Most AI platforms provide only basic access logs—they record that an API call occurred, but not the content of that call. This creates a fundamental compliance gap: if you can’t demonstrate what PHI was processed and what the AI output was, you can’t prove compliance or respond effectively to audits or incidents.

HIPAA log retention requirements

HIPAA requires retention of documentation for six years from the date of creation or the date when the document was last in effect (45 CFR 164.530(j)). This includes:

• Policies and procedures governing AI use
• Risk assessments including AI systems
• Audit logs of AI system activity
• Training records for staff using AI with PHI
• BAAs with AI vendors

For AI inference logs containing PHI, this creates tension between retention requirements and data minimization principles.

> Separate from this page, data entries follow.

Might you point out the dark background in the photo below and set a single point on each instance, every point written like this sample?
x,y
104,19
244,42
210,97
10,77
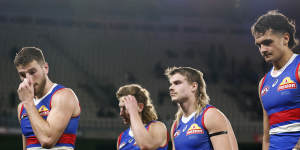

Organizations must balance compliance documentation needs against the risk of retaining PHI longer than operationally necessary.

Implementing compliant AI logging

AI audit logging architecture

• Local instrumentation layer: Implement middleware that records the runtime event, control decision, hashes, and verification metadata without exporting prompts or responses
• Secure Storage: Store logs in encrypted, tamper-evident storage with write-once or append-only guarantees
• Access Controls: Restrict log access to authorized security and compliance personnel with separate authentication
• Integrity Protection: Implement cryptographic hashing or blockchain-style chaining to detect log tampering
• Retention Automation: Automate 6-year retention and secure disposal after retention period expires

“Compliance documentation isn’t proof. Evidence is.”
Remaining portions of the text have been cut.